This post is part of the Tales of Peril Book Club, indexed here.
This is the first scene in the novel that takes place outside of the Green Dragon. The story skips ahead past "three days of tromping through the wilderness", as Zereth puts it, and shows how the party finally locates the entrance to the Underworld that Murray has heard of. As Holmes wrote in the Basic rulebook, "Many gamesters start with a trip across country to get to the entrance to the dungeon" (Personally, I'd love if we all started using the term "gamesters" more often).
The scene begins in a forest clearing on a cold, misty morning, where the party has resumed their so-far fruitless search. In addition to Boinger, Zereth, Bardan, and Murray, the party includes two "hired men-at-arms" (see descriptions below), horses and a pack mule carrying tools, including a shovel. These additions are the results of the planning at the Green Dragon in the previous scene, where "horse power" and "mercenary men-at-arms" were discussed, among other topics. Holmes' first-ever published D&D article described his rules for generating such men-at-arms; see "Warrior-for-Hire", which appeared Alarums & Excursions in early 1976. Also, in the introduction to the Zenopus dungeon in the Basic rulebook, Holmes recommends that a small party employ "one or more men-at-arms".
Here we see Murray in action for the first time; at the Green Dragon he was an unseen observer. The first impression is of a prickly personality. Murray grumbles about the weather, snaps at his companions, and grunts an angry reply at Zereth when teased.
The party works together well to find the entrance. Murray identifies the clearing to search, a man-at-arms finds a stone of interest, Boinger locates a stone slab under the soil, the men-at-arms clear a ten-foot-square area off this slab, Bardan identifies a hollow beneath the stone, and finally Zereth finds a door in the slab.

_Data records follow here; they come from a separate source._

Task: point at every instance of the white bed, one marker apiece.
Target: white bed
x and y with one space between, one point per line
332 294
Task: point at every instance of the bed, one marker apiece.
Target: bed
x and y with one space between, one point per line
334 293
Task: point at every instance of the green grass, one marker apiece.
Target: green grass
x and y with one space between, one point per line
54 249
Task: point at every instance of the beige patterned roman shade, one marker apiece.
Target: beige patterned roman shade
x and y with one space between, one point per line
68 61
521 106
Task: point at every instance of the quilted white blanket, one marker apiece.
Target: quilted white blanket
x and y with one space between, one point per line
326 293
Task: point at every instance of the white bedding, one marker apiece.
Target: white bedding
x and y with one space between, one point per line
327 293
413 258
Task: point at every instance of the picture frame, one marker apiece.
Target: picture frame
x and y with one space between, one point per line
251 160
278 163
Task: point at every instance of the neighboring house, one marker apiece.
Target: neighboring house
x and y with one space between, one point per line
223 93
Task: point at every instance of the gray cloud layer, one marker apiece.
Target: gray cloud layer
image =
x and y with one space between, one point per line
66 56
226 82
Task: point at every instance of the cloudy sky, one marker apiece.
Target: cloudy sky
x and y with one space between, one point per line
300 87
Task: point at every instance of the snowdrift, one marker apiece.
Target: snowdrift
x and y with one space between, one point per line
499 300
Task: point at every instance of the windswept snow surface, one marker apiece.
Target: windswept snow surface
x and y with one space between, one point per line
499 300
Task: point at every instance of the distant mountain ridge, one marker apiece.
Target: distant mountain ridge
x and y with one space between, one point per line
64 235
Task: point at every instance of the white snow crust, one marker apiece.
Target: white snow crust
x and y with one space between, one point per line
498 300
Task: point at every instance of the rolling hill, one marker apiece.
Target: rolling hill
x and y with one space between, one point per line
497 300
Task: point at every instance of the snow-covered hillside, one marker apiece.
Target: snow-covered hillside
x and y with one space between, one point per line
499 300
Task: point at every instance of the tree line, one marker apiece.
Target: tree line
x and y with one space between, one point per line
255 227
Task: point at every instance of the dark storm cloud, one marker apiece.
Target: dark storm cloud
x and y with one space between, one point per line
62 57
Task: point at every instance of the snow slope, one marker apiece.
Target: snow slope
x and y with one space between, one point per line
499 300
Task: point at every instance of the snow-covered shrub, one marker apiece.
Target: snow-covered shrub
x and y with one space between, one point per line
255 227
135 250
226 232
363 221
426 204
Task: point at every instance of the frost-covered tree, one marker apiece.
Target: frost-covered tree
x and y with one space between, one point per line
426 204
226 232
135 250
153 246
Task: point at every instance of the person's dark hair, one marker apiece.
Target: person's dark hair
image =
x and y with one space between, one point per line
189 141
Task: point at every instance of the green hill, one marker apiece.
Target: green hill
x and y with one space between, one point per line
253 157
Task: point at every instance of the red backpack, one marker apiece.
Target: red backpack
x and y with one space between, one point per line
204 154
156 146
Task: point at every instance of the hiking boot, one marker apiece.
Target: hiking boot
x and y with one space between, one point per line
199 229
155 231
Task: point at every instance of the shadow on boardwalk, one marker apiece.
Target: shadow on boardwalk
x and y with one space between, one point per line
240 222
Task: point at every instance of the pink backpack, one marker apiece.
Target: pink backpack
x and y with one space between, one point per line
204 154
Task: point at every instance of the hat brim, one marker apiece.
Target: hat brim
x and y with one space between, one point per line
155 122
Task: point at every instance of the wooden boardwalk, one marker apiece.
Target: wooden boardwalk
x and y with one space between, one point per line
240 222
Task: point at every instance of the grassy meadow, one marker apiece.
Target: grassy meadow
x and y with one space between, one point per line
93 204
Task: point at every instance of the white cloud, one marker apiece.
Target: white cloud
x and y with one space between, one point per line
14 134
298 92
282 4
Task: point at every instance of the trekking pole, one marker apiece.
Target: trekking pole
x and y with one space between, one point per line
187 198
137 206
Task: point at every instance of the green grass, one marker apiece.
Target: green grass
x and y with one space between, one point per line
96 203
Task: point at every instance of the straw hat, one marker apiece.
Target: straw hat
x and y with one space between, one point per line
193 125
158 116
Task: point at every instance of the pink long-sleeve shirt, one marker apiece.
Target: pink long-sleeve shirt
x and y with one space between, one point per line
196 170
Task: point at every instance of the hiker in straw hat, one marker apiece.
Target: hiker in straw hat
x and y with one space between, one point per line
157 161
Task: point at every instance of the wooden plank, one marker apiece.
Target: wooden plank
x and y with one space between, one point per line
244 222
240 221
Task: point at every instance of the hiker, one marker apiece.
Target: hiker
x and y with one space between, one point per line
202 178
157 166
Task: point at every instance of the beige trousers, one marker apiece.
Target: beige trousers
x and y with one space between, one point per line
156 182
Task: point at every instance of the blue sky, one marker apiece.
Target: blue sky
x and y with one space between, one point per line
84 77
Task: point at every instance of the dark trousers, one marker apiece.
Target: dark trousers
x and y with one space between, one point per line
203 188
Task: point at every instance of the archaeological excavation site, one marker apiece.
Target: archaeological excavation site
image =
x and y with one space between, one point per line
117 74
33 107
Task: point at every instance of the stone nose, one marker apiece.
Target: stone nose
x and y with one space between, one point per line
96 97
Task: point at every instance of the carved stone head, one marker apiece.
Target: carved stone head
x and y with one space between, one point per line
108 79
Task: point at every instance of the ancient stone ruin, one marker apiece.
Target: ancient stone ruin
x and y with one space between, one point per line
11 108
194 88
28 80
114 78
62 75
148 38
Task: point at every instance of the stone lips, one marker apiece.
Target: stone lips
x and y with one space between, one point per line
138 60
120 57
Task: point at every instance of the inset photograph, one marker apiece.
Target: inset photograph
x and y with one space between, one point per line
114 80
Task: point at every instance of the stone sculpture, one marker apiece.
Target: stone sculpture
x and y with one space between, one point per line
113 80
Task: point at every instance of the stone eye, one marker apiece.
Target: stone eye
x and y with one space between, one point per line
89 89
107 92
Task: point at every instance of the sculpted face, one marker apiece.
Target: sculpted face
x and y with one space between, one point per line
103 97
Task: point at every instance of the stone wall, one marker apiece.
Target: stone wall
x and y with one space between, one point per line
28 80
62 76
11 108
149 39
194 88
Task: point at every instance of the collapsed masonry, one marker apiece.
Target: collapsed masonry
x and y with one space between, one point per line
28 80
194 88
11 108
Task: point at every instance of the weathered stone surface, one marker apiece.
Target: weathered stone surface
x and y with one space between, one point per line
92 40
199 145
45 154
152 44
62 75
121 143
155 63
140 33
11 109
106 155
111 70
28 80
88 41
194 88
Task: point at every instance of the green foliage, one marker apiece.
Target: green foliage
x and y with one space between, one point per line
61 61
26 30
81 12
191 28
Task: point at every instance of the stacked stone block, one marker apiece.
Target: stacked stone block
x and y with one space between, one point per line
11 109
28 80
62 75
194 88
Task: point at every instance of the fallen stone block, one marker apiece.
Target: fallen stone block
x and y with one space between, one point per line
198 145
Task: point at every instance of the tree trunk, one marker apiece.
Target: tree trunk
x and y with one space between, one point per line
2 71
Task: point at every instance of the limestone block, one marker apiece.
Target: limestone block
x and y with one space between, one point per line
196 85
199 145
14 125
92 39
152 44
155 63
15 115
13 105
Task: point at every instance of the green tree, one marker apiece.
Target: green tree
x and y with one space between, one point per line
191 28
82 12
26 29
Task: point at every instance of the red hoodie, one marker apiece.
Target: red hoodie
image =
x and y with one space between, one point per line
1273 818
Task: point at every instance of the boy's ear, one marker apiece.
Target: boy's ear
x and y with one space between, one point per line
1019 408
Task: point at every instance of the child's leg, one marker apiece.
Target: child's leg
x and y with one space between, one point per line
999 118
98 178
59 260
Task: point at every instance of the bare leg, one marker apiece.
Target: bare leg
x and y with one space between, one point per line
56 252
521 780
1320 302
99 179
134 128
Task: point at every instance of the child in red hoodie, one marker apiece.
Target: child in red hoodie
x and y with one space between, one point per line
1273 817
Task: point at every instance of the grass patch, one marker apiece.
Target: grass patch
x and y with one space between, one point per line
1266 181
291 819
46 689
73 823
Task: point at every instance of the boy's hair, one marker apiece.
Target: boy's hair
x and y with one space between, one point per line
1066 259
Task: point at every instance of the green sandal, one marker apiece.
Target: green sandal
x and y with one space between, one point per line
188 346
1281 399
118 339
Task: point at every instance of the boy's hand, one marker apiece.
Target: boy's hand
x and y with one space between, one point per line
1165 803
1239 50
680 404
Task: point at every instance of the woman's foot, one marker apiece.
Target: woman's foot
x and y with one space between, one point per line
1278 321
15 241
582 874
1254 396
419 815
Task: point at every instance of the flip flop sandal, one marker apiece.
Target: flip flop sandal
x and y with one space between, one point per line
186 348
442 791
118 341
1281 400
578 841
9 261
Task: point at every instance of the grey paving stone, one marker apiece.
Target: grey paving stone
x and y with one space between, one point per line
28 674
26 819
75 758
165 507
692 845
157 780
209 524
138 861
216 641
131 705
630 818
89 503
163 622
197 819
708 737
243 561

We learn that Boinger wears sandals in town "to protect his feet from the grime and much of the town roads", but not in the forest where he likes to feel the leaves under his bare toes. Barefoot, he works "his way through the brush", feeling "a change in the consistency of the ground underfoot", which he describes as "hard and smooth just under the dirt". This speaks to an otherwise undescribed ability for halflings in D&D: detection by foot. I'm giving this skill to all halflings from now on.
Bardan identifies a hollow space under the granite, in line with the standard dwarven abilities given in OD&D Vol 1, which include noting "slanting passages, traps, shifting walls and new construction in underground settings". There's a similar dwarf-elf 1-2 in the Example of Play in the Holmes Basic rulebook, where the dwarf says, "There's a hollow space under the floor here somewhere", and then the elf is sent to check for a trap door.
Zereth examines the slab intently, as if performing a standard D&D check for secret doors, but he also has a "faint blue glow" emanating from his palms. It's unclear whether he has cast a spell (Knock or some sort of Detection?) or if this is just Holmes' way of describing the innate elvish ability to find secret doors (which in OD&D is twice as often as humans). In the first scene of this chapter we saw a similar blue glow emanate from Zereth's hand when he heated Boinger's drink to demonstrate his magical powers.
While Zereth searches Boinger and Bardan whisper wagers on which disturbed earthworm will re-bury itself first; this is a nice moment showing the camaraderie between the two.
Eventually Zereth touches an "individual depression" and the stone splits and opens to reveal a ten-foot hole, exposing a stone stair leading down. An entrance to the Underworld, as promised by the chapter title, "Entrances".
The scene ends with Murray urging everyone to "prepare for the descent". In the next scene, the party will finally enter the legendary Underworld.
Murray: Wears a blue robe, which is the same color as the wizard on the cover of the Holmes Basic set. He has a four foot long staff that he keeps in a "duffle" while riding his horse.
Men-At-Arms: Both are brawny, at least one is tall, and one is named Olaf. More on that name later.
Boinger: As noted above, he wears sandals in town or on roads, but goes barefoot in the forest.